In terms of data security if information is kept in a hard copy / paper form this should be kept as securely as possible. Electronic data should be either on a password protected computer or as a password protected document.

The access to data should be at the very least restricted to a Committee and further drilled down within this to those responsible for specific communications. In some cases this would be the Programme Secretary (for the purpose of notification of events) and Walks Coordinators (for the purposes collating walks).

Demonstration of Compliance

The Information Commissioner’s Office will only investigate an organisation if a complaint has been received.
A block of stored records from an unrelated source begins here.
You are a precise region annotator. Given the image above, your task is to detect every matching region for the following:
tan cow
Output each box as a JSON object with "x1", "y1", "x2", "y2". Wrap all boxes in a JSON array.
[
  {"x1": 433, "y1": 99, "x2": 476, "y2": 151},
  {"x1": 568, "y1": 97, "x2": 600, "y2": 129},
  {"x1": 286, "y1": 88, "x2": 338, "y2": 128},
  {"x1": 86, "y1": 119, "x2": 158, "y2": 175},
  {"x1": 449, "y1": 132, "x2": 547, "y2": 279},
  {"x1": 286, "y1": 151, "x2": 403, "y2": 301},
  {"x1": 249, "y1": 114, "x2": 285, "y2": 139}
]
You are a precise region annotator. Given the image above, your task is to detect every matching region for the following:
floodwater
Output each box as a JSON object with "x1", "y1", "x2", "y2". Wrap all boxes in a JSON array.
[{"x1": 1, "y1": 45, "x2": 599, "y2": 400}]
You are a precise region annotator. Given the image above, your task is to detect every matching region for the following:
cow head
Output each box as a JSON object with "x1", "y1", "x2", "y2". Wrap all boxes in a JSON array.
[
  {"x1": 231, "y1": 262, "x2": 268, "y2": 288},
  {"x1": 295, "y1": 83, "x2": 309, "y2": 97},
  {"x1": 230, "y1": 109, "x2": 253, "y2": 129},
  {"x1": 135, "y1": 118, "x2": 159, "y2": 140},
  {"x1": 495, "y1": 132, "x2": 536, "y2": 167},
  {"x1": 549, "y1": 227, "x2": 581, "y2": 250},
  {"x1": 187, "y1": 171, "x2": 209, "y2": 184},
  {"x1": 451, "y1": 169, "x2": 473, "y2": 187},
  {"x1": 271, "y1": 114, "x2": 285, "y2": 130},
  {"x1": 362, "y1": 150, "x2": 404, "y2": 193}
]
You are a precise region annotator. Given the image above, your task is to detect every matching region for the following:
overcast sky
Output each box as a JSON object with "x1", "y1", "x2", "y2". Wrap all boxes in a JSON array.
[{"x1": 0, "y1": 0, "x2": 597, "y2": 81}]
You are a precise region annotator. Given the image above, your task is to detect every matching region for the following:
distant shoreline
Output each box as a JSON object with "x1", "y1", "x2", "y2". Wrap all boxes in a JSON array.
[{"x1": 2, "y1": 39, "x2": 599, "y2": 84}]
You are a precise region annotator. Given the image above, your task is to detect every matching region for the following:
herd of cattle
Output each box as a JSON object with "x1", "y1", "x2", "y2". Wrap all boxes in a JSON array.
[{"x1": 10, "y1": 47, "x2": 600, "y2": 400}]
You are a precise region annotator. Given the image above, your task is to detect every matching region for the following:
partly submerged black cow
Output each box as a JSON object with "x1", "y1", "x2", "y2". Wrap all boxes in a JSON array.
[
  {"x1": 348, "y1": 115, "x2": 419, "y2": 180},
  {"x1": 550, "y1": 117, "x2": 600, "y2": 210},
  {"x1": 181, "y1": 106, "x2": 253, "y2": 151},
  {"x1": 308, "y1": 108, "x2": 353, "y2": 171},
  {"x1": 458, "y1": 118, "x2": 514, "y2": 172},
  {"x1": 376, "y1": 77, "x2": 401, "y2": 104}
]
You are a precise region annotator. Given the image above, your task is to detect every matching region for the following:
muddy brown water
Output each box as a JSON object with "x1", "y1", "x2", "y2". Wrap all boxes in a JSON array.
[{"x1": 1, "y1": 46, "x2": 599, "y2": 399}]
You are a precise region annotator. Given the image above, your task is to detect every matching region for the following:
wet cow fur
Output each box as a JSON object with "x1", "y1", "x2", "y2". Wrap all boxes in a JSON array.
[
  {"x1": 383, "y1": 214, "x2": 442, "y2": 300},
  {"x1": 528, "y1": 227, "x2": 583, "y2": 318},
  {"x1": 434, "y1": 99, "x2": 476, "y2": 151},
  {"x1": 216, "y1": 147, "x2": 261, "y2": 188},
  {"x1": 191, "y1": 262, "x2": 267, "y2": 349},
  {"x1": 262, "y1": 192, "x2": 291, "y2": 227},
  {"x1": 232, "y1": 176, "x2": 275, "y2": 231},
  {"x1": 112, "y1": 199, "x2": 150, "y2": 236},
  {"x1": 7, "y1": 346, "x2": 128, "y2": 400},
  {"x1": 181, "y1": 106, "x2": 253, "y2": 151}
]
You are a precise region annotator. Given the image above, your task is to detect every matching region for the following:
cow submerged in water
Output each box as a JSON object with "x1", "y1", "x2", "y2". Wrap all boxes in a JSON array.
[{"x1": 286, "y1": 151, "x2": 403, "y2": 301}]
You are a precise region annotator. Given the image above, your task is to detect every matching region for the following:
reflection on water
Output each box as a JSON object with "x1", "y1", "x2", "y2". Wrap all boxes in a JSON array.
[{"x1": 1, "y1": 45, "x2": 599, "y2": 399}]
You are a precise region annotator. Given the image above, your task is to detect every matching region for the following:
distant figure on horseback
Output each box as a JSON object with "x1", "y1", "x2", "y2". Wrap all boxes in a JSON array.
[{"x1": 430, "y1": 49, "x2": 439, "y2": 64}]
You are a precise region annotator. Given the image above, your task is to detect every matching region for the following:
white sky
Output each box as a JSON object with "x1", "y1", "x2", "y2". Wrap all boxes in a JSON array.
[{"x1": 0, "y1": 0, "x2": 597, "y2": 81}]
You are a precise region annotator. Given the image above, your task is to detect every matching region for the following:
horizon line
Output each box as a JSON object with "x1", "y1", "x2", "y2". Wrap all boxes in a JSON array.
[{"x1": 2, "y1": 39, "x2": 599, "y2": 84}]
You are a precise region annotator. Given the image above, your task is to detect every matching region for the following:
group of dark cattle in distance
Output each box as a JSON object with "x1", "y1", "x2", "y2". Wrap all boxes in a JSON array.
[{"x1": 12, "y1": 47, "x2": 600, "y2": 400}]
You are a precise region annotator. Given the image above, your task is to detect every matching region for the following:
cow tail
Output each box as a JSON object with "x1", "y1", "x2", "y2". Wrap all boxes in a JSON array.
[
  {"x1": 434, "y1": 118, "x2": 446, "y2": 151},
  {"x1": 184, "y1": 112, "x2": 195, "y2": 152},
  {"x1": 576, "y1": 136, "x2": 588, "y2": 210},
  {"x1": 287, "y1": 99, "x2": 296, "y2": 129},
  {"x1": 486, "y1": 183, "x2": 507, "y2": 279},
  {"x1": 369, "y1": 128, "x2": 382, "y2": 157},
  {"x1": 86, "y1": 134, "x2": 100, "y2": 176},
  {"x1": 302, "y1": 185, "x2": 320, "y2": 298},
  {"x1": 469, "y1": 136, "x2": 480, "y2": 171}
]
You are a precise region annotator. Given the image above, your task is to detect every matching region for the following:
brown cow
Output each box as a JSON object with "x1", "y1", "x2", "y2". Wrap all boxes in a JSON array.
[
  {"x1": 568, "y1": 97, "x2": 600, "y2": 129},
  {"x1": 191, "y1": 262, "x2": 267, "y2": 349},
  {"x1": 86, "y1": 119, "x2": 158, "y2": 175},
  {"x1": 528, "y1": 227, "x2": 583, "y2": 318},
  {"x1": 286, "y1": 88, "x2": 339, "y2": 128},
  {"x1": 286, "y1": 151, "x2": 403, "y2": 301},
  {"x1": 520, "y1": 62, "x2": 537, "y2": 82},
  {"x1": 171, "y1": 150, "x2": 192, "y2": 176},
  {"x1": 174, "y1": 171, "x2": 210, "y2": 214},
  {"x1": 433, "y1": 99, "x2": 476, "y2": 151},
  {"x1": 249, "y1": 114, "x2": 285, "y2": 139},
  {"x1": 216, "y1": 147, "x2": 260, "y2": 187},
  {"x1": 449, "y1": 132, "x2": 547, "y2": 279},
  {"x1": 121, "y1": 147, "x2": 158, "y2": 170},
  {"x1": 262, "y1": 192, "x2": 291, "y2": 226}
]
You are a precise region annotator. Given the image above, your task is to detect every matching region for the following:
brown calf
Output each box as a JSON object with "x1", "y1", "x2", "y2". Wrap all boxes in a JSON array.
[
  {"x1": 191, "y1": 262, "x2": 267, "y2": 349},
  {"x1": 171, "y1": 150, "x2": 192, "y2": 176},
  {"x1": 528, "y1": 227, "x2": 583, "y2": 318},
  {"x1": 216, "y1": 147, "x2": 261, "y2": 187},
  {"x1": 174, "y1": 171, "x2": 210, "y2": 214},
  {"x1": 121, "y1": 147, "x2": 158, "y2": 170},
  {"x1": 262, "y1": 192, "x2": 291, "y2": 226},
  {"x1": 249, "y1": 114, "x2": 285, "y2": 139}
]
In the event of an investigation because of the wide scope for interpretation in the legislation, rather than looking at strict compliance, they will be focussing on reviewing the overall plan that is in place and the processes that have been implemented.

Data Breach

A data breach is an incident in which sensitive, protected or confidential data has potentially been viewed, stolen or used by an individual unauthorised to do so.

In the event that this occurs, the organisation has 72 hours to inform the Information Commissioner’s Office unless it is unlikely to result in a risk to the rights and freedoms of the individual.

In Summary

We have interpreted that the processing of personal data is legal on the basis of performance of the contract of the contract entered into when the individual joined the Ramblers.

Additionally the legal basis of “legitimate interest” is appropriate as we can be confident that a member would expect their information to be used for the purposes of disseminating information to them in accordance with their membership of the Ramblers, and there is no reason to think that the communication of this information would negatively affect the member in any way.

Therefore consent is not required but as a matter of good housekeeping we would suggest that this is confirmed at the time of joining / renewing. It would also be good for transparency purposes to confirm how they would like to receive communications.

GDPR is a very complex area but is not designed to adversely affect the relationships which exist between the Ramblers and their Members. In terms of data security a common sense approach is requested. As long as we are able to satisfy ourselves that we acted in the most appropriate and proportionate way then the ICO would accept the procedures.